I rang my friend John Edye recently and enquired about the 4” Venco Pug mill that he had for sale a while ago. I bought a lot of his equipment last year when he retired. I didn’t make an offer on the pug mill, as I thought that I was going to get a couple of pug mills from other friends. As these have proved to be a little bit problematic. A rang John and asked if the big pug was still for sale and amazingly it was. I’m so lucky! I bought it over the phone and made the trip up to John’s place to pick it up. Luckily, it isn’t as far away as Melbourne and I could do the return trip all in one day. John assured me that it worked, but that it had a lot of corrosion inside the barrel. I’ve dealt with that before over the years by fill ing the worst holes with a home made epoxy based filler, or ‘wick-in’ thread sealant, that seeps into crevices and sets in the absence of air.

When I got the pug mill home, I was able to lift it off the truck and straight onto a wheeled, steel pug trolley that I had welded up in advance. I even had a vacuum pump cradle welded on underneath for the pump. These machines are way too heavy for me to lift, so having them on a mobile trolley is the way to think about them.

It’s interesting that this machine is the first model of Venco 4” vacuum pug mill and presumably dates from the late 1970’s. It has an inline plunger handle and all the castings are different from the later models.

I had a bit of trouble getting all the bolts loose to strip the pug down to clean it out. A few bolts needed the impact-driver to get loose and one snapped off, requiring the hole to be drilled out and the thread re-tapped. Slow and a little bit tedious, but all do-able.

The pitting is deep, but hasn’t gone through the wall and with a little bit of maintenance, will see me out I’m sure. I cleaned everything back to the metal. There was a lot of flakey white aluminium oxide to clean off.

Some etch primer, followed by a couple of coats of paint and it is all back together now and ready for work. I’m not too sure how John will take the new colour scheme I’ve chosen to cheer up the clay making area of the workshop? Pink, purple and mauve, with a little bit of black detailing. I like it!

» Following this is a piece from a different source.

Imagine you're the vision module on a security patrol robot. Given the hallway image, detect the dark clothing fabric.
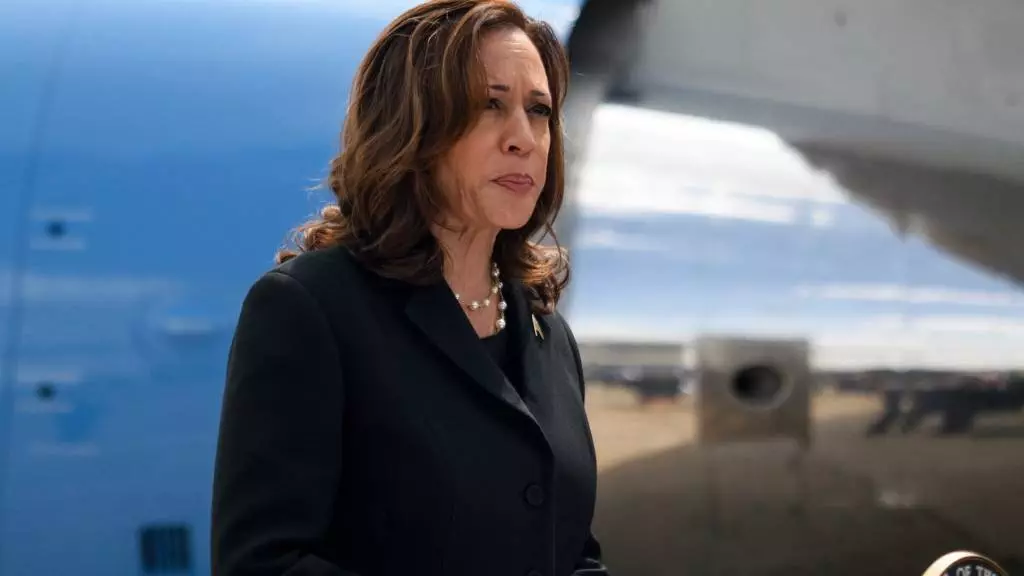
[211,243,607,576]
[480,313,523,389]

When all of this clay making machinery trouble is all sorted out, it will make our life so much easier. I am committed to making almost everything myself. To be as self-reliant as possible, in food, in water, in electricity, in wood fuel, and this extends to clay and glaze making in the pottery. The principal difficulty that I am dealing with here is that I’m trying to replace in a couple of years, what it took me to build up over the past 40 years of life experience. I don’t remember it being so difficult in the past, but I guess that I was only dealing with one or two problems per year over that extended time. Now I’m trying to do everything at once. It is a bit easier this time around as I have more life experience and more skills, but I’m so much older now and I don’t have the same energy that I used to. I certainly find it harder to go back down to the workshop at night, after dinner and continue working. Although I still do sometimes!